#Our MusicModel results can be found here https://somerandommusicapp.herokuapp.com/ Playing around with Spotify data set https://www.kaggle.com/yamaerenay/spotify-dataset-19212020-160k-tracks each of the songs has a value for valence, year, acousticness, artists, danceability, duration_ms, energy, explicit, instrumentalness, key, liveness, loudness, mode, name, popularity, release_date, speechiness, tempo
#The Question Can we make a modle that labels songs into its correct genera?
This was a purley educatioal project that focoused on more of the fundamentals of data science than on the accuracy of our modle. We used a very small amount of data from a small amount of catagories.

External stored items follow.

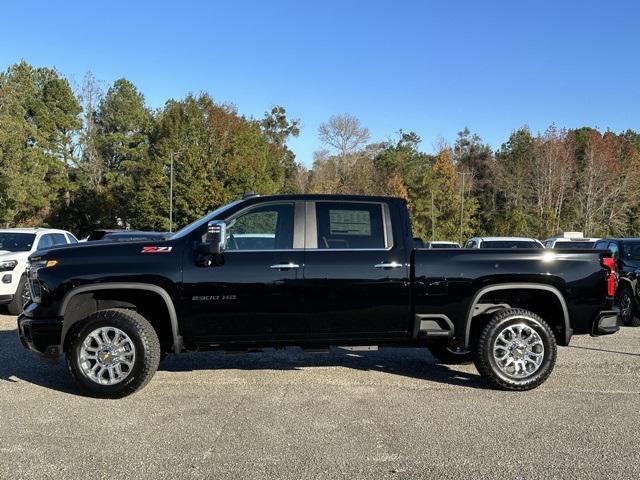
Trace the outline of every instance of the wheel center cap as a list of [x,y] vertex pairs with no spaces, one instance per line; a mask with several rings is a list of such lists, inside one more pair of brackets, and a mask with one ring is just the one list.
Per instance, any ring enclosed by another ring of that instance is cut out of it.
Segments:
[[520,359],[524,357],[525,352],[527,351],[527,347],[524,343],[522,342],[513,342],[510,347],[509,350],[511,352],[511,355],[514,358]]
[[110,348],[105,348],[98,353],[98,360],[105,365],[111,365],[116,361],[116,356]]

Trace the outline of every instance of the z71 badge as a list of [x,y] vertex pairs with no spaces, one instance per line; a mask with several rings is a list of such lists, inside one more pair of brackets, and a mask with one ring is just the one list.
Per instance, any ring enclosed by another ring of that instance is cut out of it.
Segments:
[[173,247],[142,247],[141,253],[169,253]]

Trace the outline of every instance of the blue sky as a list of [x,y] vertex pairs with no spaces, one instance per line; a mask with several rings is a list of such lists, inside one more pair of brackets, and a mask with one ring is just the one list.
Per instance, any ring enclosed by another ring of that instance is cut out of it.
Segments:
[[245,115],[282,105],[307,165],[340,113],[426,151],[465,126],[496,148],[523,124],[640,129],[640,2],[61,3],[3,5],[0,68],[124,76],[154,108],[200,91]]

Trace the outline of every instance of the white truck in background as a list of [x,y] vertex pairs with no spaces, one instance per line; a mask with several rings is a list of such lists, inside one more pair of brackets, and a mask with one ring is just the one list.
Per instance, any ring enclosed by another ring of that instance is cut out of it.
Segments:
[[0,229],[0,305],[11,315],[22,313],[31,300],[27,259],[36,250],[78,243],[73,234],[51,228]]

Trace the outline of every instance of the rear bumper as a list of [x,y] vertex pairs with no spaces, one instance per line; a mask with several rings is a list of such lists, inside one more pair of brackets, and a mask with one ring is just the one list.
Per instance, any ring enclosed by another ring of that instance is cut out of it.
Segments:
[[60,353],[62,318],[18,317],[18,335],[25,348],[41,357],[56,358]]
[[622,325],[620,310],[604,310],[598,313],[593,321],[591,335],[611,335],[612,333],[616,333],[620,330],[620,325]]
[[13,300],[13,295],[0,295],[0,305],[11,303],[11,300]]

Garbage in garbage out.
We are going to try and create a model that can predict generas of music by labeling the most popular songs of a few generas Rock/Jazz/Hip-Hop/Rap/Classical ... and see how well it will do predicting the rest of the songs.
#How we tried to do that First we did some data exploration and cleaned up some of the data. We made a corlation matrix of the coloumns to see which coloums effect each other the most. We thought it would be a good idea to remove some of the duplicate songs but then later on that its better to have these duplicated as a way to check our model is working as it should at the very least label the duplicates the same genera.

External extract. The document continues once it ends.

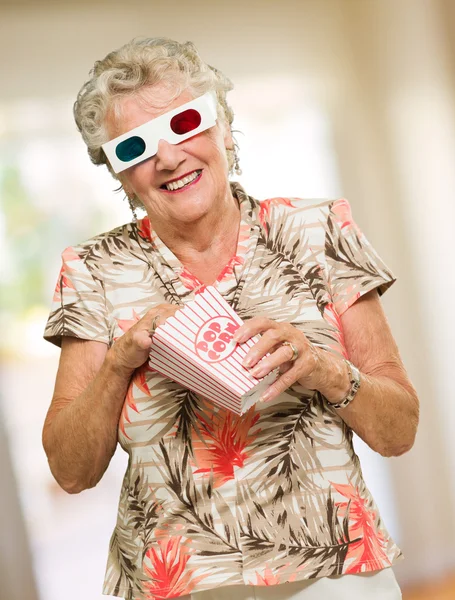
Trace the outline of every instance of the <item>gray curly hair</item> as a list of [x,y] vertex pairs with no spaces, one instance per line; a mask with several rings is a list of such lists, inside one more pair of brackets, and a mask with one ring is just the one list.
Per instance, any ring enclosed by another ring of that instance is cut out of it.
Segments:
[[[175,97],[189,89],[195,98],[215,91],[218,116],[232,131],[234,113],[226,101],[226,94],[234,86],[221,71],[201,59],[192,42],[181,44],[169,38],[135,38],[95,62],[90,75],[74,103],[74,118],[92,162],[106,164],[115,179],[118,177],[101,148],[109,141],[106,117],[111,111],[118,116],[119,99],[142,88],[166,82],[176,90]],[[232,172],[233,150],[227,150],[227,158]]]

Next we scraped the top 100 songs from 6 catagories of music from different urls which can be found in the Webscrape notebook and create te 6 csv files in the genras_csv folder. this was to mostly a refreshment on useing the request and bautiful soup libraries. one problem we faced while doing this was that some of the websites we paginated so loaded new urls while you scrooled. we didnt have a good solution to this so we just found different sites with similar inofmation.
Then we tried to match our scaping to our orginal data by name an artist we did match all 100 songs in some catagories like classical we only match 78 because we weren't trying to get the highest accuarcy we ignored the rest as opposed to matching them manually.

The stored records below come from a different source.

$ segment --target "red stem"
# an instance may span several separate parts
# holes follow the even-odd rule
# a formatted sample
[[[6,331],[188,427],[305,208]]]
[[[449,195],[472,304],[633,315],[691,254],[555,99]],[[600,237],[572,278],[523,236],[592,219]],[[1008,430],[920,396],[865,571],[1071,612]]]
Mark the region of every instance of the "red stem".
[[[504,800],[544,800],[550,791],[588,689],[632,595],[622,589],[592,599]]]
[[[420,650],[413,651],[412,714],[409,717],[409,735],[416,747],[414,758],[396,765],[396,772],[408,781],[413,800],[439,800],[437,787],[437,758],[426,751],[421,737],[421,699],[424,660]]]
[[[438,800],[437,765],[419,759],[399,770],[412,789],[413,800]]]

Now having our labled data we wanted to see how well a random forest would do at labeling from training on the little bit of data we had. We wanted to use the random forest as a baseline to compare to our neural net. our random forest didnt take in all the attribues such as name and artist as we didnt convert the string s to numbers but could have. Then it output one genera. then we made it predict the rest of the data set and ploted them all with plotlys dash.
next we made the neural net model in keras we gave them the same list of features as the random forest (so no strings and such) but instead of making it predict one genera for a song we one hot encoded our generas list so our network would return a list of probabilites that the song its predicting is each type of genera. our accuracy over all was better with the neural net but we think that its better than the arg max as its second highest probabltliy may be very close and the correct label. then we again predicted the results and ploted them with plotly dash.
then we fixed up the dash app a little bit and deployed it on heroku. thanks for looking.